Dave Sotero reflects on the "mammoth undertaking" necessary to build L.A.'s modern subway system. He begins with the completion of the first phase of the Metro Red Line 20 years ago, and ends with a look at its promising future.
David Sotero reports, "Today, Metro marks the 20th anniversary of the Metro Red Line’s first phase from Union Station to MacArthur Park, a nearly 4.5-mile construction milestone that began a brand new chapter in regional rail construction and placing L.A. among other major cities across the globe with high-speed, high-capacity subways."
He recounts its "quixotic" history, spearheaded by former Los Angeles Mayor Tom Bradley, which required "$1.431 billion for the initial segment" that was started in 1986 and opened in 1993. It faced construction challenges including a subway fire, buried fuel oil tanks, and the draining and refilling of an eight-acre lake. "Workers also found the oldest and most diverse collection of fossils ever reported from the L.A. Basin’s Miocene period — with some dating back 15.5 million years," he adds.
Subway development has introduced countless benefits, initially to Downtown Los Angeles, and later to Hollywood Boulevard, revitalizing neighborhoods, and offering Angelenos more "transit-friendly" lifestyle options.
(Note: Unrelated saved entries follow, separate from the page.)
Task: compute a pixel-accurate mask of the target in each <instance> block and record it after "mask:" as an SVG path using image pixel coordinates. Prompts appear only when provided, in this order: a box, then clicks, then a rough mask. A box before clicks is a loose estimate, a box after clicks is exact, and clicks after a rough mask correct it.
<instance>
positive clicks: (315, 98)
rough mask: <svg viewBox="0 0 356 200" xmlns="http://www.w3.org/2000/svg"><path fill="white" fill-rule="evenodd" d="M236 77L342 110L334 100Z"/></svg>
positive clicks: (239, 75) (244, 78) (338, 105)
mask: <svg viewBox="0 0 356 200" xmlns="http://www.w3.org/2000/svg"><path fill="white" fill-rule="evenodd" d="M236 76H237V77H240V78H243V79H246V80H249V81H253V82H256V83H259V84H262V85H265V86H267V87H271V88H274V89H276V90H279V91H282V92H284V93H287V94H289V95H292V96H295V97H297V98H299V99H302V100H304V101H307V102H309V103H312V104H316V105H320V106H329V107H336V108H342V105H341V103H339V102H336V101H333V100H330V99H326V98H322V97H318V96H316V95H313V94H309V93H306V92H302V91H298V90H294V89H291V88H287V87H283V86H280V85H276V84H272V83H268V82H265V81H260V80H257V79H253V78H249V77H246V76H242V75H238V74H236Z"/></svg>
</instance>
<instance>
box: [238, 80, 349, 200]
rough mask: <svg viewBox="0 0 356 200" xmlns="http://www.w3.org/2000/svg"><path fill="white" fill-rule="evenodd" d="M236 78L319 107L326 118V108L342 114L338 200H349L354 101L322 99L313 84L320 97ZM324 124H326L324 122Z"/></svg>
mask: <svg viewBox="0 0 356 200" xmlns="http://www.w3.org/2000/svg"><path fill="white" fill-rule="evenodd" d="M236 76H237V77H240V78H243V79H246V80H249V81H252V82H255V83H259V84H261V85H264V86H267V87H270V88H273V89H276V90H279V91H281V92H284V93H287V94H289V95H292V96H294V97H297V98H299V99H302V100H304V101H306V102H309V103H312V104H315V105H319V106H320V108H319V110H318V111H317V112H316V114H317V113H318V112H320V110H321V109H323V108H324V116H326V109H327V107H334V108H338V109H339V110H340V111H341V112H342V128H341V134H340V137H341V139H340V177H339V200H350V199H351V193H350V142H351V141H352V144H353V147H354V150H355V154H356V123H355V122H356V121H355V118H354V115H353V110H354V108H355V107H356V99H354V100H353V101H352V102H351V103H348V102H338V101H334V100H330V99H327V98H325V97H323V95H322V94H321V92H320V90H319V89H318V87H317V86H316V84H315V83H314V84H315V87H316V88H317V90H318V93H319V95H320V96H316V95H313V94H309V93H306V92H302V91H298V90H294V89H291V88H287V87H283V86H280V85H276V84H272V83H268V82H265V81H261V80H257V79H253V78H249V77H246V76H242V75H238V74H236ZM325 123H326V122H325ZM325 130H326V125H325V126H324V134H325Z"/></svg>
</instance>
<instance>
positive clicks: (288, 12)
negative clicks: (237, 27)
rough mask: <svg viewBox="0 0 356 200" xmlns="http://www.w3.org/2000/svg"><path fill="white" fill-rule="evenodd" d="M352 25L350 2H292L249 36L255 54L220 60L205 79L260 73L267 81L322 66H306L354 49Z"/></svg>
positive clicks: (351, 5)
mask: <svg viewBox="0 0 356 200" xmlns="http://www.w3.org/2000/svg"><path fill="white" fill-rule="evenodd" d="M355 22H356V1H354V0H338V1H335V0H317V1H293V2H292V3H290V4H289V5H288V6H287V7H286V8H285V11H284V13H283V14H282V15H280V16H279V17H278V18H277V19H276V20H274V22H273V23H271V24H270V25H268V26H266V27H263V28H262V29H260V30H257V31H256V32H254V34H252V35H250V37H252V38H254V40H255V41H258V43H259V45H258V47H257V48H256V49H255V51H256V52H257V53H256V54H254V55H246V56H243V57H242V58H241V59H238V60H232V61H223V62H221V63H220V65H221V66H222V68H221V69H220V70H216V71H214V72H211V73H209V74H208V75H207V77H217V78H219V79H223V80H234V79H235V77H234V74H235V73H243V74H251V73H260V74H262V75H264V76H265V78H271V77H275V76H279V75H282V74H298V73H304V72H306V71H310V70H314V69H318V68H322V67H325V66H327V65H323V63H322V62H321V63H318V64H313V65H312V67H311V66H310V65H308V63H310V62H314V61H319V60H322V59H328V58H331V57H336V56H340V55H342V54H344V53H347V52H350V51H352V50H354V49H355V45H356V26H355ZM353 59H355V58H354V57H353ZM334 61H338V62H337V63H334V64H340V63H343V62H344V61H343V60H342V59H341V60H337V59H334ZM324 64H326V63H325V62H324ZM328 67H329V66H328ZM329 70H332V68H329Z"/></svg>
It created the “live, work and play” ethos that "continues to draw new residents, cultural venues and entertainment centers to invest in downtown," writes Sotero. And it has continued to expand phase by phase, segment by segment. "Following the subway’s opening to Westlake/MacArthur Park in 1993, consecutive construction phases brought the line to Wilshire/Western in 1996, Hollywood in 1999 and North Hollywood in 2000."
Despite its many benefits, continued expansion and increased ridership (reaching 48 million riders on the Red and Purple lines in 2012), Sotero points out that, "[o]ne of the peculiarities of the subway is that even today many residents in parts of the county have never used it or do not know it exists." "However," he adds, "that is likely to change as the subway moves from adolescence to maturity with the extension of the Metro Purple Line to the jobs-rich Westside."
The Expo Line is expected to open in Santa Monica in 2016 and the Metro Purple Line is expected to reach La Cienega Blvd by 2023, making its way to Westwood in 2036, "unless Metro finds a way to fund an acceleration of the project."